Болдок пожал Ронни руку, поцеловал Симон и ушел.
– Я говорил тебе, – сказал Ронни. – В. конторе, в «Широких Лугах». Помнишь?
– Помню. Это мама не хотела, чтобы мы с ним дружили. В сущности, я всегда знала. Я хочу есть.
– Пойдем. Я соберу вещи, уложу все в машину, и мы отправимся туда, куда богач умрет, а не заглянет. А потом уедем, найдем дешевый отель и поспим.

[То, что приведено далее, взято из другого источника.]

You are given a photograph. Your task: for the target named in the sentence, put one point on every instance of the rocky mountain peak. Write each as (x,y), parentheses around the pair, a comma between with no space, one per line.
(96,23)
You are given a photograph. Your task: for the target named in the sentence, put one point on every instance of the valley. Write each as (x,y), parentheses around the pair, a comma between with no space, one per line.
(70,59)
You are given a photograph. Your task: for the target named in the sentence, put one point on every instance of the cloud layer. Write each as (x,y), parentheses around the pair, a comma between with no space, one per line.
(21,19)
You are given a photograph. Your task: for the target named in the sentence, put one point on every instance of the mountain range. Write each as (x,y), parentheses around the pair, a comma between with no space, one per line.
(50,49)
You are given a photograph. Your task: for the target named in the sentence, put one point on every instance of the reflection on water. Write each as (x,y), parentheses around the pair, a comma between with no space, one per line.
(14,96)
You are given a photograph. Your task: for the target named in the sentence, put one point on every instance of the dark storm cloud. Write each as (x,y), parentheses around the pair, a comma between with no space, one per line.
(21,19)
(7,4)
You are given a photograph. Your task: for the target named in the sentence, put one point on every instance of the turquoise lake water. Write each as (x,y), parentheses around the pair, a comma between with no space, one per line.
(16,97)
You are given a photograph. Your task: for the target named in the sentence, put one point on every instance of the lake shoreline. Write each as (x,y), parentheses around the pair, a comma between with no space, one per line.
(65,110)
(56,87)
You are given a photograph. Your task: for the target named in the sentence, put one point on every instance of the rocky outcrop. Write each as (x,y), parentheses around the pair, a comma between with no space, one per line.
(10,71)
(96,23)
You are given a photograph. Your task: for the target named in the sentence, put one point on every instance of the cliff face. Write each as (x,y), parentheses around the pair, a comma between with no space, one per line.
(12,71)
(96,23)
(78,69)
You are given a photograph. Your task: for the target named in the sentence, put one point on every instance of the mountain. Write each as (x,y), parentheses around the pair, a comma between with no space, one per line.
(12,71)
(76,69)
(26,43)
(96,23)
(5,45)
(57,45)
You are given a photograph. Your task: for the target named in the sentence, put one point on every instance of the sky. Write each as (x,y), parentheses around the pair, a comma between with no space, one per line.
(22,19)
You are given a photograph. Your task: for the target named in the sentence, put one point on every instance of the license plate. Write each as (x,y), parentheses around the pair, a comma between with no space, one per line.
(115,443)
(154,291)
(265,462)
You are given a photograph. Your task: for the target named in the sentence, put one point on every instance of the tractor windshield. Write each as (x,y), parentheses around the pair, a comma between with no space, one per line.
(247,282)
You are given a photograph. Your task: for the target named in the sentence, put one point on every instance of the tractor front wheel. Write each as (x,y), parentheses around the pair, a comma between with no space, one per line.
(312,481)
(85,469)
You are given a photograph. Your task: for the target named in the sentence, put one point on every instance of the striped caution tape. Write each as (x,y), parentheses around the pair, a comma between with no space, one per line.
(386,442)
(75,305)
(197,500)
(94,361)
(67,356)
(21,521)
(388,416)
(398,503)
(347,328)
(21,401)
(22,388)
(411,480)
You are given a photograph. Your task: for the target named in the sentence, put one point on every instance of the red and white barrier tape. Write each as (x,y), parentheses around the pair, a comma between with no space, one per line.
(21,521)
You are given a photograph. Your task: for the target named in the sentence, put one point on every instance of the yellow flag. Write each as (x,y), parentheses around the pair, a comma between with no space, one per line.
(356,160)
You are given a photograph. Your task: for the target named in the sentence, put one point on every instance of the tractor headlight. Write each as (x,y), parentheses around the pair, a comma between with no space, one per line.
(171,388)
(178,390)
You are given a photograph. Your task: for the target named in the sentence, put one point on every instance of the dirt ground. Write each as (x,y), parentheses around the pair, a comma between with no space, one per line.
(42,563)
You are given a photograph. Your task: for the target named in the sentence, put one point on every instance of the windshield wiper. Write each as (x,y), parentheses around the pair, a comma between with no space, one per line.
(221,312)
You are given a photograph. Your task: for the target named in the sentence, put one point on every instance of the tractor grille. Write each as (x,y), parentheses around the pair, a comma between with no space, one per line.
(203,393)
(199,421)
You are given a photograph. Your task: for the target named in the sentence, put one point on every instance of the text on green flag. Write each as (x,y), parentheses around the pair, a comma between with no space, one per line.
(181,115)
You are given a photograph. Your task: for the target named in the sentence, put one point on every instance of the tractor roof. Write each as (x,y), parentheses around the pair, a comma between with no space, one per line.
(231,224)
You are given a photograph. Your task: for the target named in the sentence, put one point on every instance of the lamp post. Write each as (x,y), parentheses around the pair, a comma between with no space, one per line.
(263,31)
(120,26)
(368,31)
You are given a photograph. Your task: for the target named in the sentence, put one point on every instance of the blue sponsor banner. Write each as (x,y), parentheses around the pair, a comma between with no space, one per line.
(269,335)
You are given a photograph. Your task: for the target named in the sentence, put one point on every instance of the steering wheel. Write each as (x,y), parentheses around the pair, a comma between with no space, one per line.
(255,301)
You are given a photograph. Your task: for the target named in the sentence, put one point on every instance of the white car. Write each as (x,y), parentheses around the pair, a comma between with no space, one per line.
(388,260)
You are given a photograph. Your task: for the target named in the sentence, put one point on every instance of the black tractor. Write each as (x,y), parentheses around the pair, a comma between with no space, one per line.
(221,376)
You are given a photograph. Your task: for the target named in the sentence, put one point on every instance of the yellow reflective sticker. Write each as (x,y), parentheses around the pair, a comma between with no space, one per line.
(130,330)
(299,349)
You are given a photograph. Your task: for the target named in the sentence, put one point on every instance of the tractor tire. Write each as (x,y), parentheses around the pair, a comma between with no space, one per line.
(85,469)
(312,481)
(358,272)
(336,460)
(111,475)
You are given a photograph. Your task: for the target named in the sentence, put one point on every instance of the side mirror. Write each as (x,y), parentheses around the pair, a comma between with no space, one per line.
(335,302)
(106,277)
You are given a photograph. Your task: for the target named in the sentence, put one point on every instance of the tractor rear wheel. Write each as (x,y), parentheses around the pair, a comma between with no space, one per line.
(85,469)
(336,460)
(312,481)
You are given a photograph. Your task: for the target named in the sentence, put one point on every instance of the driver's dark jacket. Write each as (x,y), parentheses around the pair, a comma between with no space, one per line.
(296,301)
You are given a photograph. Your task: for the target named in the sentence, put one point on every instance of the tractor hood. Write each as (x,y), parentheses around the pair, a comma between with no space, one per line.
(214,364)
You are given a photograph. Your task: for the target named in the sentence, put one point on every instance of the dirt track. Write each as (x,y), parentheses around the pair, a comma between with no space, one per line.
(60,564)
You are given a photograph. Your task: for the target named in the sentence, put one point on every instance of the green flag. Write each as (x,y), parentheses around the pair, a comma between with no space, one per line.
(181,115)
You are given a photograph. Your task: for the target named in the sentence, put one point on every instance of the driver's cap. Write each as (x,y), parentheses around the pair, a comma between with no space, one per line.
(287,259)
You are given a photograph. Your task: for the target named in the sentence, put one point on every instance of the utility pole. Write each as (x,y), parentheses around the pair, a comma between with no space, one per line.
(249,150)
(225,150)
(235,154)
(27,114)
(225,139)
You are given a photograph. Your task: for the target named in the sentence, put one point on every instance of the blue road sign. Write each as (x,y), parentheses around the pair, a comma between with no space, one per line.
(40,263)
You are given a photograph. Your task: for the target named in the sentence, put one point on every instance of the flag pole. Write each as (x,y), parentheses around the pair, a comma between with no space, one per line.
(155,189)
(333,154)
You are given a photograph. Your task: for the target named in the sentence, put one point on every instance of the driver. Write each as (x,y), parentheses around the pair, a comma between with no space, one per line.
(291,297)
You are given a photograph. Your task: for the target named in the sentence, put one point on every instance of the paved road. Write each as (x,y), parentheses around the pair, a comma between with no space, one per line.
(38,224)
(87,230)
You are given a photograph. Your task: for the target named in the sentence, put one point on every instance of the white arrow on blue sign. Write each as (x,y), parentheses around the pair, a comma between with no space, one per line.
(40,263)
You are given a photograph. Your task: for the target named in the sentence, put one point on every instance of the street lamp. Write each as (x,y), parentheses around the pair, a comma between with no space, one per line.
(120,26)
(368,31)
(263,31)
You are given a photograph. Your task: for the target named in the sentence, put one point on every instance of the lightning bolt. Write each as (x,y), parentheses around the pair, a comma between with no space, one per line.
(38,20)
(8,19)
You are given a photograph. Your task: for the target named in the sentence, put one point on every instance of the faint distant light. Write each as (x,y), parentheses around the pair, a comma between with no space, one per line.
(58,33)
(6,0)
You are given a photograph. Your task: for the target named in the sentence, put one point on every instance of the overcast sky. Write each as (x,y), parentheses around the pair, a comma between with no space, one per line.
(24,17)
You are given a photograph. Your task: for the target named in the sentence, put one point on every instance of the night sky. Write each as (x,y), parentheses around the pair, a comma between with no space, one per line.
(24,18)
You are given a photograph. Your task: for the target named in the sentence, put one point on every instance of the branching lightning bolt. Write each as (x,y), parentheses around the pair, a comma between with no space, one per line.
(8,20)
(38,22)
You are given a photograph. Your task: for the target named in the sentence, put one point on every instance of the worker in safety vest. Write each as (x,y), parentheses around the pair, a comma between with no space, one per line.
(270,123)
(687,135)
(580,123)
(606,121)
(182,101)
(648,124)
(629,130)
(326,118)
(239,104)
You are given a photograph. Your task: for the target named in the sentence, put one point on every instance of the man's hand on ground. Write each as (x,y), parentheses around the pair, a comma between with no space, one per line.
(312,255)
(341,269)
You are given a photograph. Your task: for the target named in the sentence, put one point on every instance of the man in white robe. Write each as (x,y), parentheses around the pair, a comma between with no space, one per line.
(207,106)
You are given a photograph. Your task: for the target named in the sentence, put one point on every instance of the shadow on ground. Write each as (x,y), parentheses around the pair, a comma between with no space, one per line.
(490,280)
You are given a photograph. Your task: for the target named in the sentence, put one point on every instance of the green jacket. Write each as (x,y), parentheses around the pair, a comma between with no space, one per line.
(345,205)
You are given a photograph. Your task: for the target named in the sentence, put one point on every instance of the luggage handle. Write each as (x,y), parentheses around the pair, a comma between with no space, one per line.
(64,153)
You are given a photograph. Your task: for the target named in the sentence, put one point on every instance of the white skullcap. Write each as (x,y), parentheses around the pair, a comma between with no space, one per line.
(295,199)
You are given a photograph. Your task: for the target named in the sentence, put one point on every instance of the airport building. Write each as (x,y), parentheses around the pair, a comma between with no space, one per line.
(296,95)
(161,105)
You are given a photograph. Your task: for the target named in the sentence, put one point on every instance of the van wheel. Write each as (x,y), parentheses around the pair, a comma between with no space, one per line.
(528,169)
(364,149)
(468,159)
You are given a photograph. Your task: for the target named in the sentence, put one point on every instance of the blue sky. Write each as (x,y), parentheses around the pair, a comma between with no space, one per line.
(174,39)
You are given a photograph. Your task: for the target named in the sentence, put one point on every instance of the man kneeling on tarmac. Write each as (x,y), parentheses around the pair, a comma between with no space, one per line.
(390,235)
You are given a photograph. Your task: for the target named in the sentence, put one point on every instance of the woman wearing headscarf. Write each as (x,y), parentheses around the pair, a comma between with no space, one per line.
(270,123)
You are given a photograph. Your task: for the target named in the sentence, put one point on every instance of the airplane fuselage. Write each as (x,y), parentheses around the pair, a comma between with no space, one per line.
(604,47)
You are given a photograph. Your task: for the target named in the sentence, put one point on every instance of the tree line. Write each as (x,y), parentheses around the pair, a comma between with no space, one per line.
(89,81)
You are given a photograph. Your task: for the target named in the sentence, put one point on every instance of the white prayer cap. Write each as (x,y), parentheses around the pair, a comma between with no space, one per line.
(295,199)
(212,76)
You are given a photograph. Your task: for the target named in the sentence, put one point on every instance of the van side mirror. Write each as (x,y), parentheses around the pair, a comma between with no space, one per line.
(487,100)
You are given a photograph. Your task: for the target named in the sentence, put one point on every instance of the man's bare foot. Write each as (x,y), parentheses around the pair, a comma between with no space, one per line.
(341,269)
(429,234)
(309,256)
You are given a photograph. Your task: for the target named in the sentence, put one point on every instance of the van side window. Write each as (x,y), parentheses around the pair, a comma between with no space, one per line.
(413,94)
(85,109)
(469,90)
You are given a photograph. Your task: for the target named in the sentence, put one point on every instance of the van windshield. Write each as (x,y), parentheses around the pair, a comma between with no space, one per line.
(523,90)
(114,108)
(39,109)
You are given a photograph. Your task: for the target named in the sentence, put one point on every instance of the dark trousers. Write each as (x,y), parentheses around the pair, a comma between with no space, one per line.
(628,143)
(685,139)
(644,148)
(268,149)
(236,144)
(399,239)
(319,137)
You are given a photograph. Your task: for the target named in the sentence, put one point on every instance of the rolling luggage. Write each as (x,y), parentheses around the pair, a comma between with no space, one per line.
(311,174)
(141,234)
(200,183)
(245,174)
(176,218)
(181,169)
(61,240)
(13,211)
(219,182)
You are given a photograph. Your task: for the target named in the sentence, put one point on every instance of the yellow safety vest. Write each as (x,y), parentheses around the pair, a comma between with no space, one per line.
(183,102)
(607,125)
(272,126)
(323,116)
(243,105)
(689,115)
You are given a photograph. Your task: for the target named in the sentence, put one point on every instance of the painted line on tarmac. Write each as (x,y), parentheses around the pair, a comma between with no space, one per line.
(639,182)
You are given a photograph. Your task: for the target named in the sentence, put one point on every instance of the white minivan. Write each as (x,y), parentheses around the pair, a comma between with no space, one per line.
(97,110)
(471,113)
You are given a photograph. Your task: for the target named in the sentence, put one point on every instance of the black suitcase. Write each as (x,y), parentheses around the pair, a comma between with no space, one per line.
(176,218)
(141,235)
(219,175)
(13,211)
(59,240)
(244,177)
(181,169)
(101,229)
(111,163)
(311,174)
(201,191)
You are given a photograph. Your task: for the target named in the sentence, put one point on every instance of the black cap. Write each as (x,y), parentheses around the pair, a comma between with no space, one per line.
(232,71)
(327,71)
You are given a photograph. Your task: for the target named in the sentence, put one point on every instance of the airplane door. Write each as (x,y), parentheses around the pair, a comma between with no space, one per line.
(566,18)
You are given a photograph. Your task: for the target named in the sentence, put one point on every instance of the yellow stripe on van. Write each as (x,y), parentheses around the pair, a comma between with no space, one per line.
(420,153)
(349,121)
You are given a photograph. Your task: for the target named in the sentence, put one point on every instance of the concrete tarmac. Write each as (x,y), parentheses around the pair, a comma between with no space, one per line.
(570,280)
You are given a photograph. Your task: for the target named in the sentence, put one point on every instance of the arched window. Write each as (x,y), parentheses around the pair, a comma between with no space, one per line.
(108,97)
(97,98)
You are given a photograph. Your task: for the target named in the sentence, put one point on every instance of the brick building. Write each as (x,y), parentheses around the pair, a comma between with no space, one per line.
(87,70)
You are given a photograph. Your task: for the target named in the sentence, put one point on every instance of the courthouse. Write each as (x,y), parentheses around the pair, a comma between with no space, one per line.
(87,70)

Она ответила ему благодарной улыбкой, никогда прежде не виданной. Он впервые заметил в ее глазах что-то темно-синее или пурпурное. Она казалась неожиданно повзрослевшей, как школьница, впервые употребившая косметику. Помогая ей надеть плащ, он сказал:
– Как странно! Я был дерьмом, когда встретил тебя. Я и остаюсь им во многом. Но из-за тебя пришлось проявить характер и отказаться от попыток стать настоящим дерьмом, законченным. Немножко обидно, потому что, если ты не настоящее дерьмо, начинаешь беспокоиться о других людях.
– Ты совсем не дерьмо. Теперь, во всяком случае, нет. А я как была дурой, так и осталась. Я не изменилась. Ну, может быть, чуточку.
– Чертовски сильно изменилась. А кто старое помянет…
– Я сама не забуду, какой была дурой. Ужасной!
– Может быть, нам надо работать друг над другом.
– Вдвоем нам легче не быть такими плохими.
– Вот именно.
Ронни взял ее саквояж. Они вышли и, обнявшись, пересекли улицу.